Hard rock fans know the name of Randy Rhoads, the exciting young guitarist who had shredded his way to center stage in Ozzy Osbourne’s first post-Black Sabbath solo band, a co-writer of “Crazy Train” and a standout on the two albums he blazed and helped co-write and co-produce, “Blizzard of Ozz” and “Diary of a Madman.”
He was also victim of one of the deadliest of the misfortunes that seemed to swirl around Ozzy in those days After biting the head of a bat in a Des Moines show, and being accused of peeing on the Alamo, Osbourne was on tour in Florida when his bus driver took the guitarist on a joy ride in a small plane that buzzed the rest of the band still in the bus and crashed in a fiery explosion, killing three. Rhoads was only 25.
The young guitarist gone too soon was revered enough to be subject of a rock documentary more than 40 years after his death. But two-thirds of Andre Relis’ “Randy Rhoads: Reflections of a Guitar Icon” (Amazon Prime, streaming) are about Rhoads’ days fronting a much lesser L.A. band, Quiet Riot, back in days when the band couldn’t get a U.S. record contract to save its life (though a Japanese subsidiary of Sony did).

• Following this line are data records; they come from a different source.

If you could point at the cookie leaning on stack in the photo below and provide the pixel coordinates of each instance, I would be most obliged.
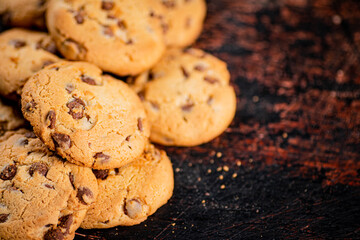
(98, 123)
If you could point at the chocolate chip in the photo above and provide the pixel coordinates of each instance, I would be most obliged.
(154, 105)
(79, 17)
(211, 80)
(47, 63)
(72, 179)
(54, 234)
(30, 106)
(165, 27)
(4, 217)
(168, 3)
(210, 100)
(121, 24)
(9, 172)
(83, 194)
(23, 142)
(88, 80)
(188, 22)
(107, 5)
(101, 174)
(30, 135)
(18, 43)
(108, 31)
(200, 68)
(187, 107)
(61, 140)
(49, 186)
(76, 108)
(140, 125)
(103, 157)
(70, 87)
(39, 167)
(47, 46)
(66, 221)
(51, 117)
(185, 73)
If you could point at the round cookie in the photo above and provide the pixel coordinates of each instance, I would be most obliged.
(181, 20)
(42, 197)
(89, 118)
(128, 195)
(22, 53)
(23, 13)
(10, 119)
(187, 98)
(119, 36)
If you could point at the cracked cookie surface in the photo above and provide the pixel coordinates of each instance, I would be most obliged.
(187, 97)
(119, 36)
(128, 195)
(10, 118)
(22, 53)
(23, 13)
(180, 20)
(42, 196)
(89, 118)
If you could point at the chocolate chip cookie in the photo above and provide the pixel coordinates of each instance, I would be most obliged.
(187, 97)
(89, 118)
(181, 20)
(128, 195)
(10, 118)
(119, 36)
(22, 53)
(23, 13)
(42, 197)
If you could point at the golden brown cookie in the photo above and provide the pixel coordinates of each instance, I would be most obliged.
(10, 118)
(42, 196)
(22, 53)
(119, 36)
(181, 20)
(128, 195)
(187, 98)
(89, 118)
(23, 13)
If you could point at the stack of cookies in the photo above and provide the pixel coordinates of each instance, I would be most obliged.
(84, 157)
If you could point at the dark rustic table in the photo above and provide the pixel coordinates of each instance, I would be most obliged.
(289, 164)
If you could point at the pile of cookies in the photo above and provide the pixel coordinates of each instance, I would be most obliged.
(84, 156)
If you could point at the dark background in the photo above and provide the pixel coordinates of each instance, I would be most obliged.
(295, 65)
(289, 164)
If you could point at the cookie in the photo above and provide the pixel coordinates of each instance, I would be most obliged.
(89, 118)
(42, 197)
(23, 13)
(187, 98)
(22, 53)
(181, 20)
(119, 36)
(10, 118)
(128, 195)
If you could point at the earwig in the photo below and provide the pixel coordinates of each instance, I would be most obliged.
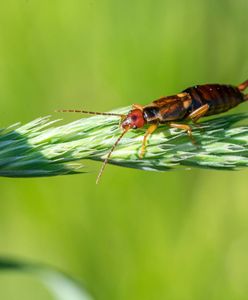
(190, 105)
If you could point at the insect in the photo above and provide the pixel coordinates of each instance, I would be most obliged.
(190, 105)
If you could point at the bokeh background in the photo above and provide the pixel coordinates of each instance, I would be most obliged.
(138, 235)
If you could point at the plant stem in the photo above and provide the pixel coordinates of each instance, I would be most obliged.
(42, 148)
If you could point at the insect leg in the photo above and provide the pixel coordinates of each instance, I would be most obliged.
(185, 127)
(198, 113)
(243, 86)
(149, 131)
(138, 106)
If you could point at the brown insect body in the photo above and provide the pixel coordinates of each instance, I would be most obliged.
(191, 104)
(219, 98)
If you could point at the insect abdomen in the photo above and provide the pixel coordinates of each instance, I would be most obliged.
(220, 98)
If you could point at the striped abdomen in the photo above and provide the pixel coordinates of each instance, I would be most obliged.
(220, 98)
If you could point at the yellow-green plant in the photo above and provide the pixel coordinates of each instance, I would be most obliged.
(45, 148)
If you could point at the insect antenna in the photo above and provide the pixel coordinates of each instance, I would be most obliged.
(109, 154)
(89, 112)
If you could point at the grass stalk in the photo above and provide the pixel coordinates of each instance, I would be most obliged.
(44, 148)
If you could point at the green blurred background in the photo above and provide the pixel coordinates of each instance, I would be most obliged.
(138, 235)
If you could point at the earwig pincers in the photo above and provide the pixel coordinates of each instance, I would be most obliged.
(190, 105)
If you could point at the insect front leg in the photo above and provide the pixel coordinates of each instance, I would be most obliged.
(138, 106)
(149, 131)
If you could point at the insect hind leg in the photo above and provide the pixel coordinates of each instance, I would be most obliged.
(243, 86)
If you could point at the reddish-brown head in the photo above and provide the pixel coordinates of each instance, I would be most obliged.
(133, 120)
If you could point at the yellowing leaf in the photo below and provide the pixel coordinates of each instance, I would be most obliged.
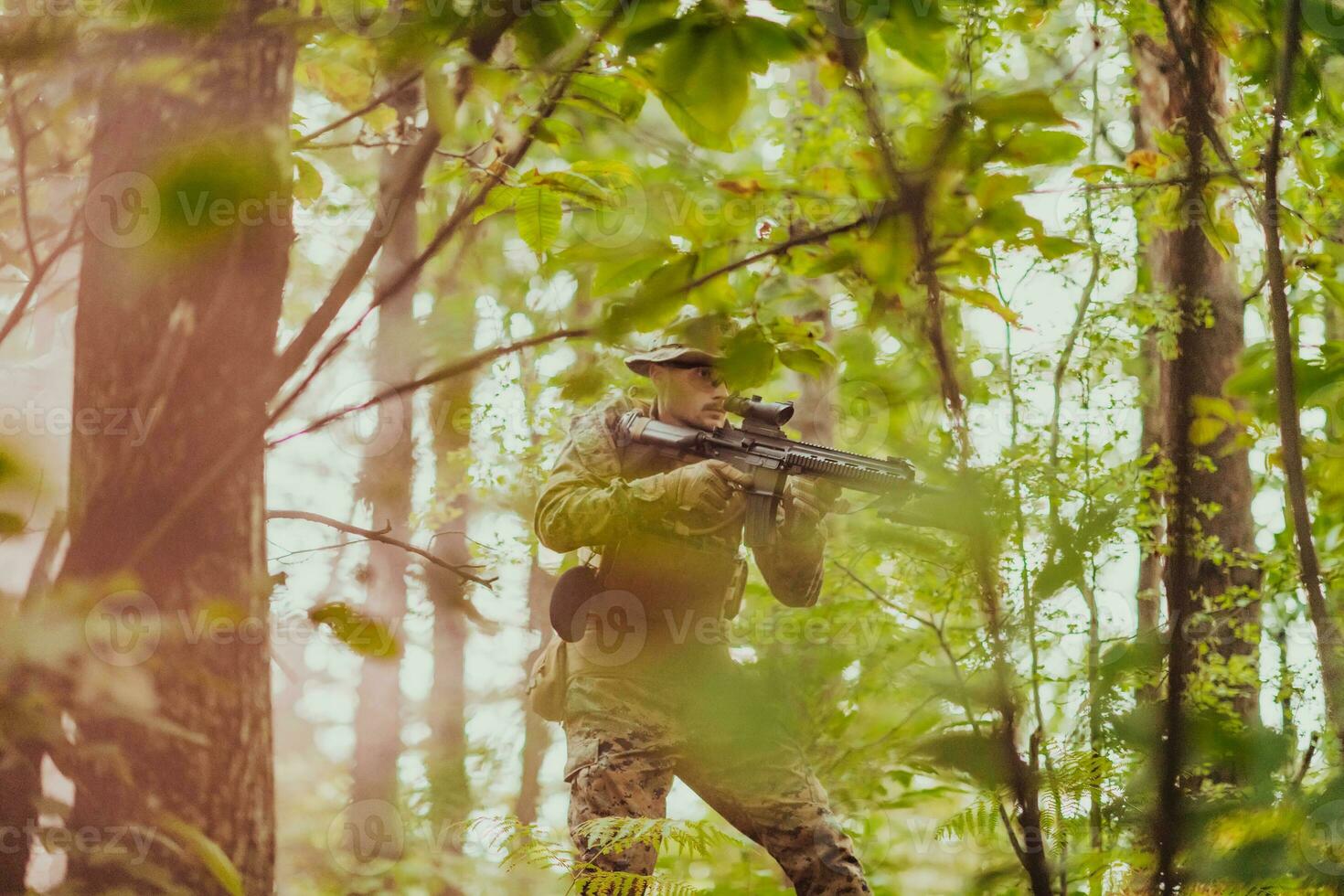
(208, 850)
(1143, 162)
(308, 182)
(496, 200)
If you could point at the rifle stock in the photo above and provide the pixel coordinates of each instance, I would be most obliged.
(763, 449)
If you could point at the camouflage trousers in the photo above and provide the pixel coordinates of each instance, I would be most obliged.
(623, 756)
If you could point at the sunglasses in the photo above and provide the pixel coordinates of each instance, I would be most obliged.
(706, 372)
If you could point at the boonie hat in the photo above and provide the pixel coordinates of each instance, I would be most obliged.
(671, 354)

Rhoads deserved better in life and in film, as this one was cobbled together from second hand interview tapes, smudgy concert video and a lot of still pictures. There are a raft of testimonials from representatives of other hair bands of the era (though the famed guitarist of supposed Quiet Riot competitors Van Halen, Eddie Van Halen, ungenerously shrugs in an old radio interview that Rhoads learned everything he knew from him).